The 2007 law is set to phase-out Thomas Edison’s brainchild bulbs in 2012 and replace them with costlier but more energy-efficient alternatives, the most popular being compact fluorescent bulbs (CFLs). Since then, the impending restrictions have become a hallmark of Nanny State overreach, provoking backlash across the country. State representatives in South Carolina went so far as to try to circumvent Congress and push for the state to produce and use incandescents solely for its own use. And just last week, U.S. Representatives Joe Barton (R–TX), Michael Burgess (R–TX) and Marsha Blackburn (R–TN) introduced a bill in Congress to put an end to the bulb ban.
But the fact that some folks like consumer choice and prefer the soft yellow lighting of less expensive incandescents to the unnatural, office-like white light of pricey fluorescents confounds Nanny State politicians and regulators. Case in point: Secretary of Energy Steven Chu.
Secretary Chu, who is an advocate of the ban, said of the potential repeal, “We are taking away a choice that continues to let people waste their own money.” Confused by the bureaucratic doublespeak? Reaching for your copy of Orwell’s Guide to Big Brotherisms? You should be. Chu apparently believes that government regulations that restrict choice and force decisions upon you are great things for society because they pre-select the best choice imaginable, taking the guesswork out of being a free-thinking being. And they’re saving you money, to boot!

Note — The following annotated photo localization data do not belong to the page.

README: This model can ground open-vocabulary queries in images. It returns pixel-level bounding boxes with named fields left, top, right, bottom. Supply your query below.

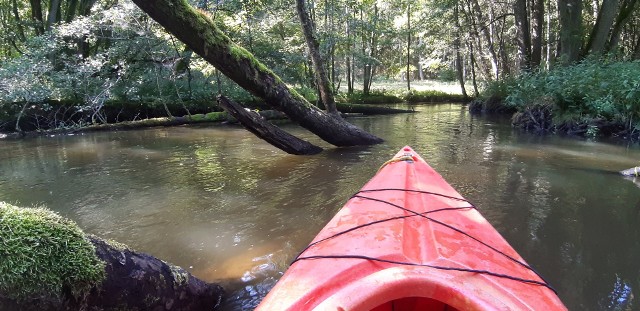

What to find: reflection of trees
left=3, top=105, right=640, bottom=309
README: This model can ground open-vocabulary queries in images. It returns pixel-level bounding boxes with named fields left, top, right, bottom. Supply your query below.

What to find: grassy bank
left=476, top=59, right=640, bottom=139
left=336, top=80, right=468, bottom=105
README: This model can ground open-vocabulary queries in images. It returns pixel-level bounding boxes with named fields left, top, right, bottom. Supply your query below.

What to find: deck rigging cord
left=292, top=158, right=558, bottom=295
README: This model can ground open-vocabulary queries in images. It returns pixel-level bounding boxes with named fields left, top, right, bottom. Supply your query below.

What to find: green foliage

Chu isn’t the only one who thinks the light bulb ban is a great idea. Former Senator John Warner (R–VA) said, “We’ll be dropping backwards in America’s need to become more energy-efficient.” And then there’s Jim Presswood of the environmental activist Natural Resources Defense Council, who says, “Clearly, consumers, the economy and the environment will suffer if these standards are repealed.” The organization claims that the ban would save consumers $85 per year.
Well, that’s not entirely true. In California, utilities spent nearly $550 million to subsidize CFLs for consumers, but they didn’t get such great results. In March, The Wall Street Journal reported that energy savings under the program were 73 percent less than expected.
That’s not to say cutting energy consumption isn’t a great thing—it certainly is. But guess what? It’s already happening, and not because of the Nanny State. Heritage’s Nicolas Loris explains:
When you take a look at America’s energy efficiency track record, it’s not too shabby—and it’s a result of innovation and cost reduction, not government mandates and regulations. Overall, energy consumption per real dollar of gross domestic product has dropped dramatically in the past 60 years, because we’ve innovated and become drastically more efficient in the process.
In short, America has achieved energy savings as a result of the free market—and the free market is fueled by consumer choice, the very thing big government regulators and politicians would like to take away. Fortunately, there’s another way.
“We should let the marketplace decide,” Barton said of the effort to repeal the light bulb ban. “We should let people decide if they want to buy a $6 light bulb or a 39 cent light bulb.” Maybe, soon enough, Congress will see the light and allow Americans to continue to have that choice.